During the evaluation of 23 judge models (PR #8), several reliability issues were identified that warrant future investigation.


1. High Rate of Invalid Responses

Analysis of None/invalid judgments revealed the following breakdown:

Failure Type Proportion Cause
Empty Response ~80% API failures, rate limiting, network errors
Truncated Response ~15% Token limits, timeouts
Format Non-compliance ~5% Model not following [[A>B]] output format

Example: minimax-m2 had only 50% valid responses, with 260/311 failures being completely empty responses.


2. Proposed Solutions

2.1 Retry Logic Enhancement

  • Differentiate failure types: Empty responses (API-level failures) should trigger immediate retry, while truncated responses may need increased max_tokens.
  • Exponential backoff: Implement smarter retry strategies for rate-limited requests.
  • Consider local inference: Integrate ktransformers or transformers for models that can run locally, eliminating API reliability issues.
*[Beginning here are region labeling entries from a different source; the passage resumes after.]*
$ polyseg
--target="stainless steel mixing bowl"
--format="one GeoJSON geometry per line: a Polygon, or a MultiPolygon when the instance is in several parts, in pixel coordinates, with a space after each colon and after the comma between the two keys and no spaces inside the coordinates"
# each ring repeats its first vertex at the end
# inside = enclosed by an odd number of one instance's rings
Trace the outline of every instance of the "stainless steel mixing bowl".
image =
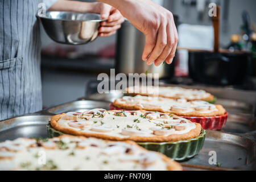
{"type": "Polygon", "coordinates": [[[48,11],[40,20],[47,35],[58,43],[79,45],[90,42],[98,36],[99,14],[65,11],[48,11]]]}

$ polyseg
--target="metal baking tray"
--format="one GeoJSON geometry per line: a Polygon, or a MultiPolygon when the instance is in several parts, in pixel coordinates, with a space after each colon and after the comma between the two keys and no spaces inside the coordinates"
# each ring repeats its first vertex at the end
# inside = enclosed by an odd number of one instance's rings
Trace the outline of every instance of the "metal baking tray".
{"type": "Polygon", "coordinates": [[[19,137],[47,138],[51,115],[22,116],[0,122],[0,142],[19,137]]]}
{"type": "MultiPolygon", "coordinates": [[[[46,124],[51,117],[51,115],[27,115],[0,122],[0,142],[19,137],[47,138],[46,124]]],[[[183,162],[182,165],[185,169],[192,170],[254,170],[255,151],[255,143],[251,139],[207,131],[204,145],[199,155],[183,162]],[[211,151],[216,151],[220,167],[209,164],[209,152],[211,151]]]]}
{"type": "MultiPolygon", "coordinates": [[[[101,100],[113,102],[124,94],[119,92],[113,92],[108,94],[94,94],[89,96],[88,99],[101,100]]],[[[81,98],[80,100],[86,100],[81,98]]],[[[256,130],[256,118],[254,117],[254,106],[242,101],[225,99],[218,99],[216,104],[221,104],[229,113],[226,126],[223,131],[233,133],[245,133],[256,130]]]]}
{"type": "Polygon", "coordinates": [[[206,170],[255,170],[256,143],[245,137],[214,131],[207,131],[203,149],[193,158],[183,162],[185,168],[206,170]],[[209,160],[216,154],[217,167],[209,160]]]}
{"type": "MultiPolygon", "coordinates": [[[[120,92],[112,92],[108,94],[94,94],[86,97],[88,99],[106,101],[113,102],[115,100],[124,96],[120,92]]],[[[80,98],[80,100],[85,98],[80,98]]],[[[246,117],[254,116],[254,106],[250,104],[223,98],[217,98],[216,104],[222,105],[230,114],[241,114],[246,117]]]]}
{"type": "Polygon", "coordinates": [[[109,110],[110,102],[96,100],[80,100],[70,102],[47,109],[43,113],[51,114],[61,114],[70,111],[82,112],[95,108],[109,110]]]}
2.2 Voting / Ensemble Mechanism

  • Multiple submissions: Allow each judgment to be submitted N times and use majority voting.
  • Confidence scoring: Weight judgments by model confidence or response completeness.
  • Cross-validation: Compare results across multiple judge models for consensus.

2.3 Token Limit Optimization

  • Set appropriate max_tokens: Current responses sometimes include excessive reasoning. Setting a reasonable cap (e.g., 2048-4096 tokens) could:
    • Reduce latency and API costs
    • Force models to be more concise
    • Prevent truncation by ensuring completion within limits
  • Structured output: Consider using JSON mode or structured outputs to ensure the [[A>B]] verdict is always included.

3. Recommendations

  1. Implement retry with failure classification: Retry empty responses immediately; increase token limit for truncated responses.
  2. Add max_tokens configuration: Allow users to specify output token limits per model.
  3. Explore local inference options: For reproducibility and cost savings, support local model execution via transformers or ktransformers.
  4. Voting mechanism: Implement optional N-way voting for higher-stakes evaluations.

⚠️ These improvements would significantly increase the reliability of models with currently low Valid/Total ratios.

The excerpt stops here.